Sade berasal dari bahasa lokal yang artinya obat. Sebelum menjadi perkampungan penduduk, Dusun Sade adalah sebuah bukit tempat masyarakat Sasak berobat. “Dulunya Sade adalah perbukitan yang dikeramatkan masyarakat setempat,” kata Wiredane (23 tahun), pemandu wisata sekaligus penduduk Sade.

Sade merupakan dusun tertua di Lombok Tengah. Wire mengatakan, sudah 17 generasi menghuni Dusun Sade. Sekarang desa ini memiliki 150 kepala keluarga yang terdiri atas 750 penduduk.

Hampir seluruh penduduk Sade bermata pencaharian sebagai petani. Namun, karena petani di Sade bertani dengan sistem tadah hujan, mereka hanya panen satu kali setahun. Untuk mencukupi pasokan beras, petani Sade membangun lumbung penyimpanan padi.

photo
Aktifitas warga di Dusun Sade. - (Republika/Raisan Al Farisi)

Lumbung padi masyarakat Sade mirip dengan lumbung padi masyarakat Sasak pada umumnya. Satu lumbung padi mencukupi kebutuhan empat hingga lima keluarga. Masyarakat Sade tidak menjual hasil taninya ke luar karena seluruhnya dimanfaatkan sebagai konsumsi sehari-hari sampai masa panen selanjutnya.

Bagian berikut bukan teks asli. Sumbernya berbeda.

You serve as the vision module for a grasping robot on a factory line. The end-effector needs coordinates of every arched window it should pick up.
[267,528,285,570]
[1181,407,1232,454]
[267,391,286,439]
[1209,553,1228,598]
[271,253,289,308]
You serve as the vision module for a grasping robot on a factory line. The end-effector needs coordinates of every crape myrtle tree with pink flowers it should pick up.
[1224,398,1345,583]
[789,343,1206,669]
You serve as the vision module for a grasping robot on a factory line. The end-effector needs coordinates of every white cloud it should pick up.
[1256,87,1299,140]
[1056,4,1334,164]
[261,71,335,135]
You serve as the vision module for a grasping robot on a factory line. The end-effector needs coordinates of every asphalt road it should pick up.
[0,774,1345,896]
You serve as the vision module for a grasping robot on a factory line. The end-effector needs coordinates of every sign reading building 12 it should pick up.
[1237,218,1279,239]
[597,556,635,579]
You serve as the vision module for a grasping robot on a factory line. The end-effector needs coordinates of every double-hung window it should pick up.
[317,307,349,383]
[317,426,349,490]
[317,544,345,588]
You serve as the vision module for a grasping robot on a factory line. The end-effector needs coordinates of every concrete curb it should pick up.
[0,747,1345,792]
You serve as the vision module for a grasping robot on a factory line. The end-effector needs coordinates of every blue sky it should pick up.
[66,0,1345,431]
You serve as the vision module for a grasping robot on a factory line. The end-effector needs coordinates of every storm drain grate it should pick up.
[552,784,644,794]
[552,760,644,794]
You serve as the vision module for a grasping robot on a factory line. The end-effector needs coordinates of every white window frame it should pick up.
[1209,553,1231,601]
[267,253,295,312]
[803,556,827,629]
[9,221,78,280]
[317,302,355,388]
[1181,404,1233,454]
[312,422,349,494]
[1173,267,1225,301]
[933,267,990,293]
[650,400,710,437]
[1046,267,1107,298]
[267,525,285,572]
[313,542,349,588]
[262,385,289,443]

Bagi masyarakat Sade, hanya laki-laki yang boleh naik ke lumbung. “Ada mitos perempuan yang naik ke lumbung akan mandul,” kata Wire.

Perempuan Sade umumnya tidak ikut bertani. Mereka biasanya menenun. Lombok memang terkenal dengan tenun songket Sasak. Hampir seluruh perempuan Sade pandai menenun benang menjadi songket. Pekerjaan ini sudah ditekuni sejak usia tujuh tahun. Hasil tenunan kemudian dijual.

Perempuan Sade juga memiliki keahlian memintal benang sendiri untuk tenun. Dengan alat pintal sederhana yang terbuat dari kayu, perempuan Sade memenuhi kebutuhan tenunnya.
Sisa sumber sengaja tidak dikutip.